Funktionsweise von Dummheit

Metonymic games.  Ein Beitrag zur Geschichte der Dummheit. Und zur Funktionsweise von Ideologien.

Wer sich Flüchtlinge in die Tiefen des Mittelmeers oder in die Hölle wünscht, spricht das selten direkt und unverblümt aus. Er redet, seine moralische Qualität darzutun, von den verbrecherischen Schleuser- und Schlepperbanden, die so gewissenlos sind, die armen Flüchtlinge gegen Geld auf eine unsichere Fahrt im defekten Schlauchboot über das Meer zu schicken, wo sie leiderleider ertränken. Der Gute zerfließt dabei vor Mitleid. Und er wendet eine Redeweise an, die gerne da zu Tage tritt, wo sich Dummheit und Amoral tummeln, die metonymische Redeweise. Metonymie ist die Logik der dummen Kerls. Dummheit bedeutet hier, für real und wahr zu halten, was eigentlich nur ein literarischer oder rhetorischer Kniff sein sollte.

Bekannt sind Metonymien, ähnlich wie Metaphern,  als rhetorische Tropen und als Sprachfiguren, die in der Literatur, aber auch in der Alltagssprache und der Rhetorik gängig sind. Beispiel: Auf die Metapher „Machst du mir Kaffee, Süße?“ folgt gerne eine weitere: „Natürlich, mein Schatz.“   Oder  die Metonymie „Mach  ihn dir selber, du Arsch“.  Während die Metapher als Stilmittel aus einem andern Begriffsfeld stammt und auf Ähnlichkeit basiert,  steht die Metonymie als Umbenennung im sachlogischen Zusammenhang mit dem gemeinten Begriff. Die Synekdoche (Vertauschung der Bezeichnungen zwischen dem Ganzen und einem Teil, meist pars pro toto, also Kiel für Schiff) gilt meist als Sonderfall der Metonymie.

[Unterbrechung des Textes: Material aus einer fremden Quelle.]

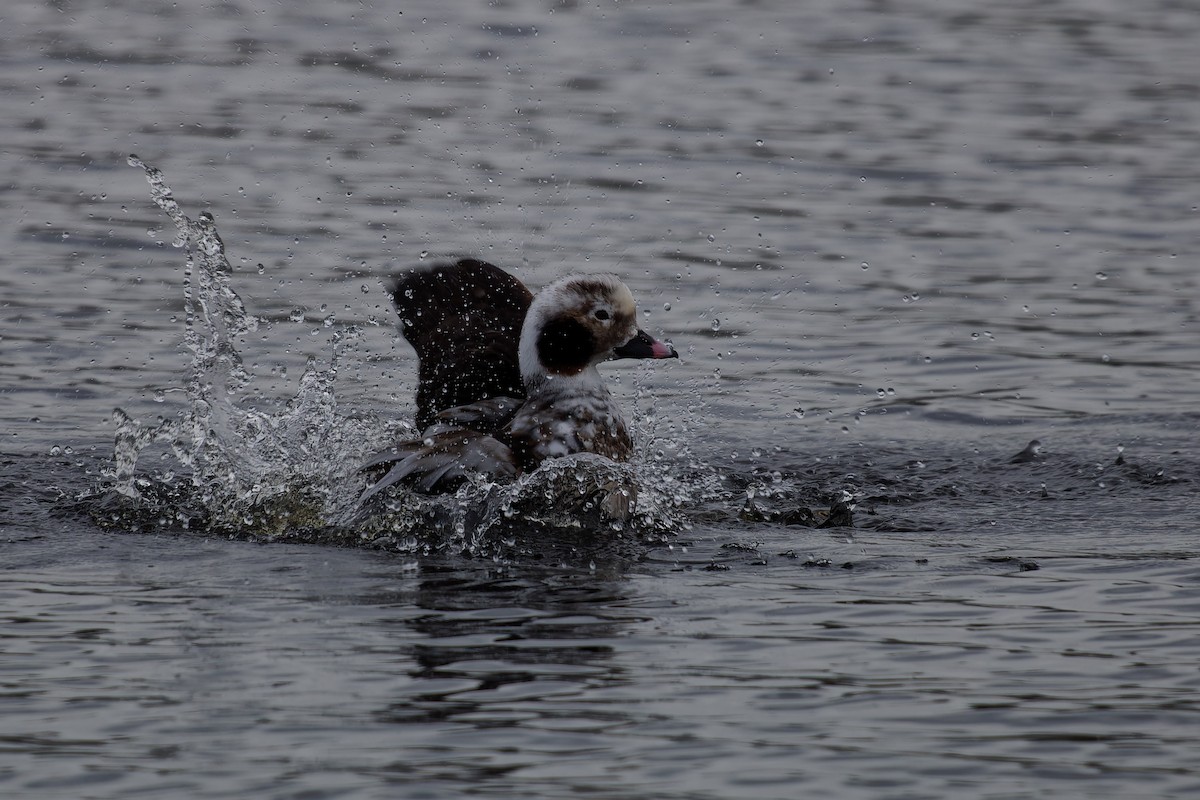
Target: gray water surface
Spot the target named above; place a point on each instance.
(894, 244)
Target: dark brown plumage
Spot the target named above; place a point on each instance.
(463, 319)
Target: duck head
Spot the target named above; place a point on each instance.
(576, 323)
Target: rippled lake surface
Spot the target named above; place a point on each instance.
(894, 242)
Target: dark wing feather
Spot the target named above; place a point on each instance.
(463, 319)
(442, 462)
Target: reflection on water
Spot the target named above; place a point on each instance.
(899, 241)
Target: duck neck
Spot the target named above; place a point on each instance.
(546, 385)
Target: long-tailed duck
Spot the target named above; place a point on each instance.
(505, 379)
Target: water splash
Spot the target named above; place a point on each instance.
(241, 469)
(293, 471)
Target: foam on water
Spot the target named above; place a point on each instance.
(292, 471)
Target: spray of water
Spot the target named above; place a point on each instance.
(293, 470)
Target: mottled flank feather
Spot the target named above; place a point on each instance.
(508, 382)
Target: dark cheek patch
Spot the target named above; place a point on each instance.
(565, 347)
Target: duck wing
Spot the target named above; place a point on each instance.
(442, 462)
(463, 319)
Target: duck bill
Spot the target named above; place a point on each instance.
(643, 346)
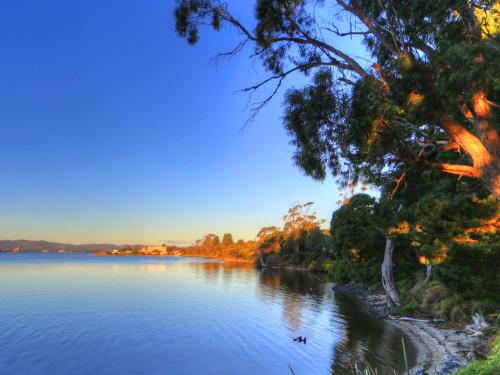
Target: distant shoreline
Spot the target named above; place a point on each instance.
(235, 260)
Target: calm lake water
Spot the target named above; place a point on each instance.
(82, 314)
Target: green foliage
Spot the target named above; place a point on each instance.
(358, 243)
(490, 366)
(472, 271)
(362, 121)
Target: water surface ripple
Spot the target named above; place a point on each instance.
(82, 314)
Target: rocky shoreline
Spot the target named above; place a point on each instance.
(442, 348)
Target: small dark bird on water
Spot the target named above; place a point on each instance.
(300, 339)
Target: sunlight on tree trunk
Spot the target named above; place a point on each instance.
(428, 273)
(387, 276)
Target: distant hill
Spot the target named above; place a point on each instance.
(26, 245)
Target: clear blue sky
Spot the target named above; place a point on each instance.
(113, 129)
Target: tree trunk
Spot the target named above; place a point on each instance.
(428, 273)
(262, 263)
(484, 149)
(387, 277)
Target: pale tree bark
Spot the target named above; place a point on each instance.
(261, 259)
(428, 273)
(484, 149)
(387, 276)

Beide Figuren dienen als Verfahren der Bedeutungsänderung von Wörtern. („Stuhlbein“ ist metaphorisch, „pro Kopf“ Ist metonymisch entstanden.)

((( Der berühmte Rhetor Marcus Fabius Quintilian (1. Jahrhundert) kannte sieben Typen der Metonymie:

Erzeuger für Erzeugnis,  (Goethe lesen)

Erzeugnis für Erzeuger (Ich schenke dir Freude)

 Rohstoff für Ware (Du liest noch den ganzen Regenwald weg)

 Besitzer für Besitztum,  (Der Nachbar ist abgebrannt)

Kollektivabstraktum für Konkretum (Nachbarschaft für einzelne Nachbarn)

 Gefäß, Zeit, Ort, Land für Inhalt (Frankreich hat angerufen)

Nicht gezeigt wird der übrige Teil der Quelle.